Frimley and Camberley was an urban district in Surrey, England from 1894 to 1974

Frimley and Camberley was an urban district in Surrey, England, from 1894 to 1974.

==Area==
Frimley and Camberley consisted of the villages of Frimley, Mytchett, Frimley Green, the nascent town of Camberley and the 20th century military community of Frimley, Deepcut. Under the Local Government Act 1972 it merged with Bagshot Rural District to form Surrey Heath district on 1 April 1974.
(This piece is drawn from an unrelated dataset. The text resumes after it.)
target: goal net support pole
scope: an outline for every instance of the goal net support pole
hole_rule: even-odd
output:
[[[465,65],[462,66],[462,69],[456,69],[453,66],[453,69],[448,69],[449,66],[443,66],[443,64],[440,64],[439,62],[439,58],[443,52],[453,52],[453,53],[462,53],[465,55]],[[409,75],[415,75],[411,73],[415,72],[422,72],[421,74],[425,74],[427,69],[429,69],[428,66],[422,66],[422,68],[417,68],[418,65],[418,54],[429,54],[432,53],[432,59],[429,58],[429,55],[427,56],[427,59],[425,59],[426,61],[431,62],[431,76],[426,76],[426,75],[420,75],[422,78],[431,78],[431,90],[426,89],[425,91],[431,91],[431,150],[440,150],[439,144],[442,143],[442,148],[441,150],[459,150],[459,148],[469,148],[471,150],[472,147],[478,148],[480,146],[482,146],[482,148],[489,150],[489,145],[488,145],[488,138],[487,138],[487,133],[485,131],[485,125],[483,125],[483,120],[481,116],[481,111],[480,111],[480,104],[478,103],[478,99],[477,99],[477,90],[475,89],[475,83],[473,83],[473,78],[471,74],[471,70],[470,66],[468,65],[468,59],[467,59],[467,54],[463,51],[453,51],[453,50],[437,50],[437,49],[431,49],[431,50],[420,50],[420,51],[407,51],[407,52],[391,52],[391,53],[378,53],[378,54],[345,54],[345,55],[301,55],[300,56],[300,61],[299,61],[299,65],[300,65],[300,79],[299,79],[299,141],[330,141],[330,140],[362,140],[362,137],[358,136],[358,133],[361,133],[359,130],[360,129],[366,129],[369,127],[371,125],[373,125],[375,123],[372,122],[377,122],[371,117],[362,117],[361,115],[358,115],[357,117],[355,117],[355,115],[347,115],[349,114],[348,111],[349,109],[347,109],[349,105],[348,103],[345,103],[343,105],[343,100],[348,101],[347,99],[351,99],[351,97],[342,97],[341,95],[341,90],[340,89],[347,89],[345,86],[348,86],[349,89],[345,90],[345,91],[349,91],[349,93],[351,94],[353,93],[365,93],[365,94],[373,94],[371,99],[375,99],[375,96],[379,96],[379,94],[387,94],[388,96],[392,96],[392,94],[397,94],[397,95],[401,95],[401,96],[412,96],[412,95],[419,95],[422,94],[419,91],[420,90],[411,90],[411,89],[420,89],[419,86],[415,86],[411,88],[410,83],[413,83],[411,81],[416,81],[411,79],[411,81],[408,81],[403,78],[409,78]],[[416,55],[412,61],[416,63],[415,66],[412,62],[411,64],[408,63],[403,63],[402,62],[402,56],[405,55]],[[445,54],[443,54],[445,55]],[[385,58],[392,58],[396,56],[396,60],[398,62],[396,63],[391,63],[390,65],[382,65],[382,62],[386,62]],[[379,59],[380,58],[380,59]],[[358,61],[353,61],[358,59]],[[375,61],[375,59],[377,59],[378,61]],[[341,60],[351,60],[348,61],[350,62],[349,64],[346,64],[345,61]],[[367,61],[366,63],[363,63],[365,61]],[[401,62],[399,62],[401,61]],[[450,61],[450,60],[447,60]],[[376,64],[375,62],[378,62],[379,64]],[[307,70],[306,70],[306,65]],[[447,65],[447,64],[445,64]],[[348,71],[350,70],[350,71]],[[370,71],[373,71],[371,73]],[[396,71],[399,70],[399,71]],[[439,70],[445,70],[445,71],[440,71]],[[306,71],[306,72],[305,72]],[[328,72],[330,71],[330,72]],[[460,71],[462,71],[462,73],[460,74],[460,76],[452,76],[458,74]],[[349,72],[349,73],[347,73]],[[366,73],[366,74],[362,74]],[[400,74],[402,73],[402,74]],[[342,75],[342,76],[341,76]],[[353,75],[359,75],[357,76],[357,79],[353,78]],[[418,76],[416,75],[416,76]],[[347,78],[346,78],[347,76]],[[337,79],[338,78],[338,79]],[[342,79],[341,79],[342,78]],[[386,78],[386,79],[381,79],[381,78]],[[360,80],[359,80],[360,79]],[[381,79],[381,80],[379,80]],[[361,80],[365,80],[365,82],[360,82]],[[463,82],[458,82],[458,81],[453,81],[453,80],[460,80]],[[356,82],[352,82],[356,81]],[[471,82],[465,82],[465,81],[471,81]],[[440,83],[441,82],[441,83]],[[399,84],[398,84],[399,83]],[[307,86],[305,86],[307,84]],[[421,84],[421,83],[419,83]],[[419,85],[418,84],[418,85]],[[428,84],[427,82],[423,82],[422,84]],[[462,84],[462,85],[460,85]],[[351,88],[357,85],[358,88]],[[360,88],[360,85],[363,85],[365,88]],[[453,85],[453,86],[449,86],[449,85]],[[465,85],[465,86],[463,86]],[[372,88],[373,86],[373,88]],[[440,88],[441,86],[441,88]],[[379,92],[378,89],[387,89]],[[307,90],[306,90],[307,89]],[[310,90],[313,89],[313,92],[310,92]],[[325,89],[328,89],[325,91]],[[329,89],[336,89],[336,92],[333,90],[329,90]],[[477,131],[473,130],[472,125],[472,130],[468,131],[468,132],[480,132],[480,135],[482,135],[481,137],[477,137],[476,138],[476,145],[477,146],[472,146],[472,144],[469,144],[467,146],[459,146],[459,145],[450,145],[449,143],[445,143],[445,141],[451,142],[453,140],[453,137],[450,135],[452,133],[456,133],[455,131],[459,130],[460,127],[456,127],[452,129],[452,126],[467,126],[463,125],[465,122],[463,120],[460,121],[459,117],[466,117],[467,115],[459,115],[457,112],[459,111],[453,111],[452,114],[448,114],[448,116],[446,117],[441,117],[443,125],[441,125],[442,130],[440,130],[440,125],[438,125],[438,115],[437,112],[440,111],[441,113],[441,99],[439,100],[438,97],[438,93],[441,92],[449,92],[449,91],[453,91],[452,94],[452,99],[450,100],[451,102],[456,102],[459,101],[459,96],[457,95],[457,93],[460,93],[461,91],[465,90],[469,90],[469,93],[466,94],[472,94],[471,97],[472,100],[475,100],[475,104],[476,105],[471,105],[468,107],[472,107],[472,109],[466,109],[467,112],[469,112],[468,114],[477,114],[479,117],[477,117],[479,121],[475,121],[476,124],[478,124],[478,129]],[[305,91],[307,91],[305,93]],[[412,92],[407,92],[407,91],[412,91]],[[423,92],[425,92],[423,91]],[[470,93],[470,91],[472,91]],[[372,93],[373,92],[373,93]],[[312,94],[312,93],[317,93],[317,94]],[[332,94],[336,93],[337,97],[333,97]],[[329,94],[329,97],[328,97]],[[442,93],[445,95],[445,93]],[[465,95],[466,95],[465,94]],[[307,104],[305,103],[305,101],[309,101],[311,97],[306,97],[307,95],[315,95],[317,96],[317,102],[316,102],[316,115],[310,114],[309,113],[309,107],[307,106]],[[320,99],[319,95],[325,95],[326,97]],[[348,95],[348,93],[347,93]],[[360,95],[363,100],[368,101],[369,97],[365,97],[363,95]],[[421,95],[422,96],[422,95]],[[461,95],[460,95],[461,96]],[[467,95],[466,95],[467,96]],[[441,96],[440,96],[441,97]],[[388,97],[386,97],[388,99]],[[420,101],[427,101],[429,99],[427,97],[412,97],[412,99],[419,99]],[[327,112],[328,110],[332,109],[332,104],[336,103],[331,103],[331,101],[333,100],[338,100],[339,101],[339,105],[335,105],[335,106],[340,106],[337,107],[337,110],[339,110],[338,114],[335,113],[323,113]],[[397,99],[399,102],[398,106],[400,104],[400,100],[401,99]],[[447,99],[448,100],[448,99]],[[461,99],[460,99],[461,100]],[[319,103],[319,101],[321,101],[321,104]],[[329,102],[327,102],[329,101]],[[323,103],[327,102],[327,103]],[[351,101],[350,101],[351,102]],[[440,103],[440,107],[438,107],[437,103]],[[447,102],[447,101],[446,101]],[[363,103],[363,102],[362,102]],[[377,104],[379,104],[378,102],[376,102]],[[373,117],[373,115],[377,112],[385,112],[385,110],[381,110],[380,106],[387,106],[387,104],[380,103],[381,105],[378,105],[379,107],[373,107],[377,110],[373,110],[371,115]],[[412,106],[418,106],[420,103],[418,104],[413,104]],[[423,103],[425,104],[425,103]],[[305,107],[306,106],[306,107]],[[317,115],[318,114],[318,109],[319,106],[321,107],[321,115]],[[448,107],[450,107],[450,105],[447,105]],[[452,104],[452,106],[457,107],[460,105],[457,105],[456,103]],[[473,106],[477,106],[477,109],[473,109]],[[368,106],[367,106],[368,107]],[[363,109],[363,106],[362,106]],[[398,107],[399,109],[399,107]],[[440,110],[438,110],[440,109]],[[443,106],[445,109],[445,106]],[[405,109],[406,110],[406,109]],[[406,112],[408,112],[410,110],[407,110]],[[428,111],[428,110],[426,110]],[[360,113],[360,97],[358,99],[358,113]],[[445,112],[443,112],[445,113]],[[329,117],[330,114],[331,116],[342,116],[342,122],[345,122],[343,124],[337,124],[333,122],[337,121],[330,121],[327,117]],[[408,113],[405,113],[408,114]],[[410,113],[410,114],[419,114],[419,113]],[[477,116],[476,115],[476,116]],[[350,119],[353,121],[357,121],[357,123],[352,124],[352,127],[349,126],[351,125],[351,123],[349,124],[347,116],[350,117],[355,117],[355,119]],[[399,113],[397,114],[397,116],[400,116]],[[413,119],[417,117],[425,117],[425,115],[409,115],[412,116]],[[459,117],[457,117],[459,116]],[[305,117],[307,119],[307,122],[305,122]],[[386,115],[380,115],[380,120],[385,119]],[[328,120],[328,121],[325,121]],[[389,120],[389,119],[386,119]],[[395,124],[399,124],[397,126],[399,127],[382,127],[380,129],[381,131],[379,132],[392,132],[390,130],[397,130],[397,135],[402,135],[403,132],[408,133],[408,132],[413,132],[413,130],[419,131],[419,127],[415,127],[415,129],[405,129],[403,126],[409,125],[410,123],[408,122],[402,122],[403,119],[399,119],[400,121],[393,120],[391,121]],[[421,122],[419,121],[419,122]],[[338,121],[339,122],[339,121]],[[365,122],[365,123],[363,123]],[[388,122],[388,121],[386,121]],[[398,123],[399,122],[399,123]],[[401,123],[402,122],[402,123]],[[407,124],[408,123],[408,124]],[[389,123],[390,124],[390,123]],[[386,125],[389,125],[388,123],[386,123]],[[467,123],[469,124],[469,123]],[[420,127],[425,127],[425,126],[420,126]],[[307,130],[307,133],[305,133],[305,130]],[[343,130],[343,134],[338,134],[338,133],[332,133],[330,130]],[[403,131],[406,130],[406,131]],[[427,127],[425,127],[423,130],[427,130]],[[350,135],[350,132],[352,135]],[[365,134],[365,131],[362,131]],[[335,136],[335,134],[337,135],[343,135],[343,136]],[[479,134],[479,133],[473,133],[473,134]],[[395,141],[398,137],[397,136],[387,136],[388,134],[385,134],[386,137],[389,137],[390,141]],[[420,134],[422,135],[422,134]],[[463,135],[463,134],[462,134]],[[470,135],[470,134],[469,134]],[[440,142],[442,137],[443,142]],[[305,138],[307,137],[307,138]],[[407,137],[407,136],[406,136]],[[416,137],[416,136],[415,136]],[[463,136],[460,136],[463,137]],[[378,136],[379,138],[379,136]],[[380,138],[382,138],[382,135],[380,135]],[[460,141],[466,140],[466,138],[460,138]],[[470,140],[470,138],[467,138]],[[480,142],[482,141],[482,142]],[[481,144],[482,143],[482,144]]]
The council offices were on the London Road in Camberley. The building was converted into residential properties in the 1980s when new offices were built for Surrey Heath Borough Council.

==History==
Consisting of the civil parish of Frimley, the district was called Frimley Urban District until 1929 when it was renamed Frimley and Camberley. Frimley had been in existence for many years and was a Registration Sub-District of the Farnham registration district which was created in 1846. The name Camberley was devised by Royal Mail in 1877 when it was decided to avoid postal confusion to rename the growing town of Cambridge Town, technically a locality of Frimley named after the Duke of Cambridge who established a military Staff College in the area in 1862.

==Motto==
The motto for the district was 'A Deo Et Regina' (From God and the Queen).